# Luftwaffe Aces Biographies and Victory Claims



## Micdrow (Dec 19, 2014)

Hi guys,

Was wondering if any one has seen or purchased this series of books. Are they any good or worth the money? As I am thinking of getting a set.

Luftwaffe Aces | Product Tags | Wing Leader


Many thanks in advance Paul


----------



## Airframes (Dec 19, 2014)

I mentioned these a few weeks ago Paul, in a thread announcing their publication. 
Apart from the extracts on their web site, I haven't seen the books, but the RAF versions got good reviews, and the other books I've had from them, such as the Luftwaffe Crash Archive series, and monographs on such things as B-17, B-24, Do-17, and Mosquito units, have been good. Perhaps at first glance a little pricey for the soft-back volumes mentioned, but they're cheaper by pre-order, and there's obviously a lot of work goes into them, so worth the expense I think.


----------



## Micdrow (Dec 19, 2014)

Thanks Terry, must have missed the thread. Still debating on getting a set. Might go for it around Febuary next year .


----------



## Airframes (Dec 20, 2014)

Good stuff Paul. I'm debating whether or not to get their new books on the Polish contribution in the RAF. I seem to have been spending a bit lately so, like you, I'll wait and decide around late January or early February. That said, my existing bookshelves have now reached total capacity, and I don't have room for any more !


----------



## Micdrow (Dec 20, 2014)

Airframes said:


> Good stuff Paul. I'm debating whether or not to get their new books on the Polish contribution in the RAF. I seem to have been spending a bit lately so, like you, I'll wait and decide around late January or early February. That said, my existing bookshelves have now reached total capacity, and I don't have room for any more !



I agree with you Terry, that is my biggest problem right now as I do need another book case. They are all maxed out and well my wish list of books seems to be getting longer and not shorter. Right now that series is not offered in the US that I know of so that makes it harder as well unless some one here knows a dealer in the states. Amazon does not carry them.


----------



## Airframes (Dec 20, 2014)

I'll see what I can find out Paul, or I can ask them if they have a US agent, or can send to the 'States and at what cost etc. 
If worst comes to the worst, I can always get them, and then send them on - might work, depending on shipping costs ?


----------



## Micdrow (Dec 20, 2014)

Airframes said:


> I'll see what I can find out Paul, or I can ask them if they have a US agent, or can send to the 'States and at what cost etc.
> If worst comes to the worst, I can always get them, and then send them on - might work, depending on shipping costs ?

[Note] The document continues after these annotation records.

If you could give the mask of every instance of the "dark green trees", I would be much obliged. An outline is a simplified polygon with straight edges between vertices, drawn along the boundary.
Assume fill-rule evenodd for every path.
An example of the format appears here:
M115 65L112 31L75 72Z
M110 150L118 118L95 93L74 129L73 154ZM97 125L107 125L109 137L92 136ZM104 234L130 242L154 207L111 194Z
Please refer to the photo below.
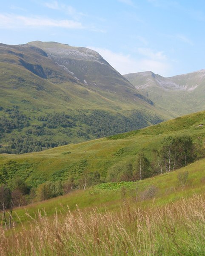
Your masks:
M169 172L192 162L196 158L195 149L189 136L165 138L159 150L154 152L157 172Z
M151 176L150 162L143 150L140 152L134 163L134 180L141 180Z

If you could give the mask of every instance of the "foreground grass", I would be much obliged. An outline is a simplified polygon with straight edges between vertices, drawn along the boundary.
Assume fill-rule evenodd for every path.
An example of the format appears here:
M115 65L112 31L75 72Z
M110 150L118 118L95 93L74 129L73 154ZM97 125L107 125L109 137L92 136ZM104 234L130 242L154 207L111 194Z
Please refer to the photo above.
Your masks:
M78 209L49 218L39 214L8 236L1 255L198 255L205 254L205 194L146 210L125 201L117 212ZM15 241L15 242L14 241Z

Thanks Terry, If I do something I will let you know, for that much money I really want to see more info on the books before I buy. As is I just bought 4 more today that are in the other thread LOL.


----------



## Airframes (Dec 20, 2014)

Yep, it's quite an investment for the full set so, like you, I'd certainly want to know, and hopefully see more before taking the plunge.


----------



## Wayne Little (Dec 21, 2014)

Definitely want to see contents, then I will decide on whether the outlay is worth it...


----------